La chronique d’Eric Bocquet - Vendredi 29 mai 2020

Est-ce le titre du prochain éditorial de Liberté Hebdo ou de l’Humanité  ? Vous n’y êtes pas du tout, vous lirez cette phrase sur la une du Journal du Dimanche du 26 mai dernier. Photo pleine page, Gérald Darmanin avec ce titre  : « L’offensive Darmanin ». J’ai l’impression que ce week-end de l’Ascension était, pour l’intéressé, le moment privilégié de son ascension personnelle vers les plus hautes sphères du pouvoir politique.
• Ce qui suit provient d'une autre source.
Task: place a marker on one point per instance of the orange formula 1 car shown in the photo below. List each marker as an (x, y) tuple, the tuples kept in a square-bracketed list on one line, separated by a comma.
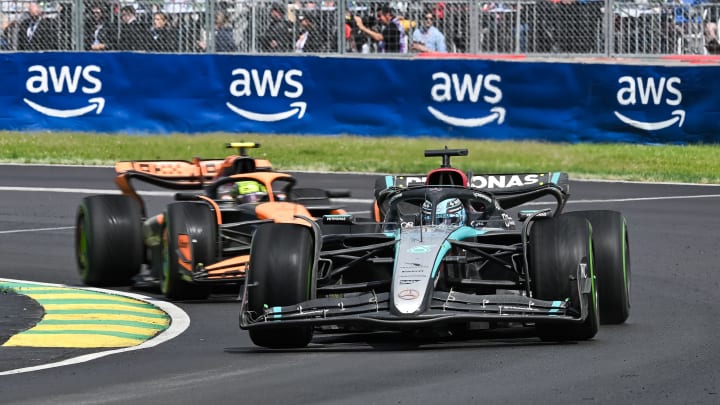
[(200, 239)]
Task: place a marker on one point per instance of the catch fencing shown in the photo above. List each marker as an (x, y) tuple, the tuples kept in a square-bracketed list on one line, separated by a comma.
[(533, 27)]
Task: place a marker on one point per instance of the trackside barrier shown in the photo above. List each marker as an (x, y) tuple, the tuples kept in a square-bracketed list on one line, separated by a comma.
[(516, 99)]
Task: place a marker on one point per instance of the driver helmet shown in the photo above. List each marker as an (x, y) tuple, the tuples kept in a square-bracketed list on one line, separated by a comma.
[(249, 191), (447, 212)]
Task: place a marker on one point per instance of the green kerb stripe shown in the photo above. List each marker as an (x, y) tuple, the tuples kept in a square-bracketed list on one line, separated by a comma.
[(105, 311), (89, 332), (146, 325), (96, 300)]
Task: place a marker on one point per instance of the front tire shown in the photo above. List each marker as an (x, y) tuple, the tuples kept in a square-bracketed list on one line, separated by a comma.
[(281, 261), (189, 238), (108, 240), (557, 247), (612, 263)]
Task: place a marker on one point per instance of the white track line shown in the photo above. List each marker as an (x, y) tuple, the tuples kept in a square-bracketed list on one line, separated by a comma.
[(179, 322)]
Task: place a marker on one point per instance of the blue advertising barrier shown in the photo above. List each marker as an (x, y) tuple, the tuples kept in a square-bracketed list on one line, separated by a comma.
[(470, 98)]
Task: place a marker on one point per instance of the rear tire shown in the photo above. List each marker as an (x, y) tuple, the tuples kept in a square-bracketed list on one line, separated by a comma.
[(281, 260), (612, 263), (197, 221), (108, 240), (557, 247)]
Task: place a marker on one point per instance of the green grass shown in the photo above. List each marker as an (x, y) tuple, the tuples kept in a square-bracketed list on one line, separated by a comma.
[(673, 163)]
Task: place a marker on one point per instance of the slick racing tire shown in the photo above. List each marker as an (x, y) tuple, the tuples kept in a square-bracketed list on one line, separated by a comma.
[(558, 246), (108, 240), (281, 261), (612, 263), (189, 238)]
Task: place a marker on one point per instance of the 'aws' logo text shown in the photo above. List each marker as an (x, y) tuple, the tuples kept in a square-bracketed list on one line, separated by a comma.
[(481, 88), (649, 92), (65, 80), (268, 83)]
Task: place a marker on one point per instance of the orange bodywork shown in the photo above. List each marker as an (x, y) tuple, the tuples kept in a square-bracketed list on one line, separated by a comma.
[(184, 252), (233, 268)]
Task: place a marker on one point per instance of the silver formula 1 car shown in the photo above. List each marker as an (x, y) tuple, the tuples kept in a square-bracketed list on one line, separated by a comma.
[(442, 251)]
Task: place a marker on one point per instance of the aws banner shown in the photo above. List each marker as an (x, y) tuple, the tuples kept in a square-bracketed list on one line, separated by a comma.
[(481, 99)]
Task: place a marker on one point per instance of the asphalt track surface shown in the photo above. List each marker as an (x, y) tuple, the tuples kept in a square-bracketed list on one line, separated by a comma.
[(666, 353)]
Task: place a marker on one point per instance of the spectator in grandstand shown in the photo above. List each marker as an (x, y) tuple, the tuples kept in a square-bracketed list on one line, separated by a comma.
[(163, 37), (224, 37), (99, 35), (392, 38), (35, 32), (132, 32), (277, 36), (9, 28), (311, 38), (428, 38)]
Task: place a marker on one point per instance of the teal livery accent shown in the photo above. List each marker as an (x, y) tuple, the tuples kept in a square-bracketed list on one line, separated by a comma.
[(555, 177), (458, 234), (389, 181), (441, 254), (464, 233)]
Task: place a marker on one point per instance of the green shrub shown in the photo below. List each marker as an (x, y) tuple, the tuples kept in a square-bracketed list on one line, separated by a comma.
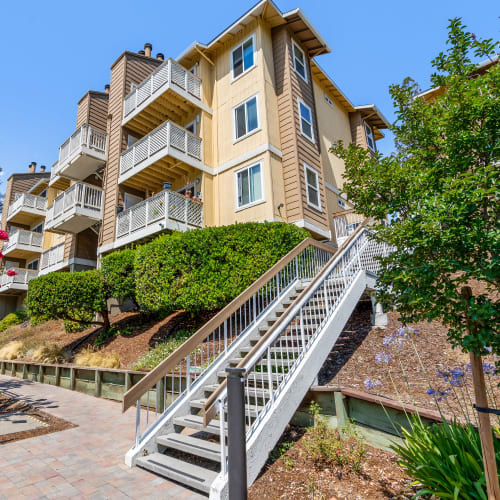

Sur toutes les chaines, samedi soir, des images de son élection à Tourcoing, il n’était, au fond, que l’un des 30 000 maires installés cette semaine en France. Quatre pages entières dans le JDD de cette semaine et enfin il est l’invité de l’émission politique « Le grand jury » sur LCI et RTL dimanche midi. Cela s’appelle effectivement une offensive  ! Voilà pour la forme, voyons pour le fond. Chapeau bas, c’est du grand art, il ne manque aucun ingrédient à ce cocktail politicien d’une ambition démesurée.

M. Darmanin, membre éminent d’un gouvernement qui a décidé la suppression de l’ISF, limité la taxation sur les dividendes, baissé les APL pour les locataires, augmenté la CSG des retraités du pays, déclare aujourd’hui dans l’interview, sans complexes  : « Il faut une politique pour le peuple », avec gaz lacrymogènes et LBD  ?

Gérald Darmanin veut aussi donner la priorité à la réduction des inégalités en réinventant la participation, cette idée chère au Général de Gaulle dont il se revendique. Plus loin, il répète  : « Il faut mener une politique pour le peuple, réparer les inégalités sociales ». Cela s’appelle avoir de l’estomac ou de l’aplomb ou encore du culot… d’autres parlent d’audace. Couvrir tous les secteurs, veiller à tous les angles, pêle-mêle  : « Notre rôle n’est pas de contenter le patronat, le gouvernement respecte les entrepreneurs », réaffirmer sa fidélité et sa confiance aux autres, l’article dit  : « qu’il assure s’inscrire dans la continuité de l’action d’Edouard Philippe » (ne jamais froisser ses amis politiques)  : « Xavier Bertrand est un bon Président de Région ».

Pierre Corneille dans Le Cid, fait dire à Rodrigue  : « Je suis jeune il est vrai mais aux âmes bien nées la valeur n’attend pas le nombre des années ». M. Darmanin prend soin de rappeler ses origines modestes, déjà une bien longue carrière « en politique », avec Jacques Toubon, avec le député Christian Vanneste, avec David Douillet alors ministre des Sports. Elu député en 2012, maire de Tourcoing en 2014, il se rapproche de Xavier Bertrand dont il sera le directeur de campagne en 2015. Avec Nicolas Sarkozy en 2016, se détourne ensuite du candidat Fillon avant de rejoindre Macron, puis ministre en 2017… et demain  ?

Rodrigue as-tu du cœur  ?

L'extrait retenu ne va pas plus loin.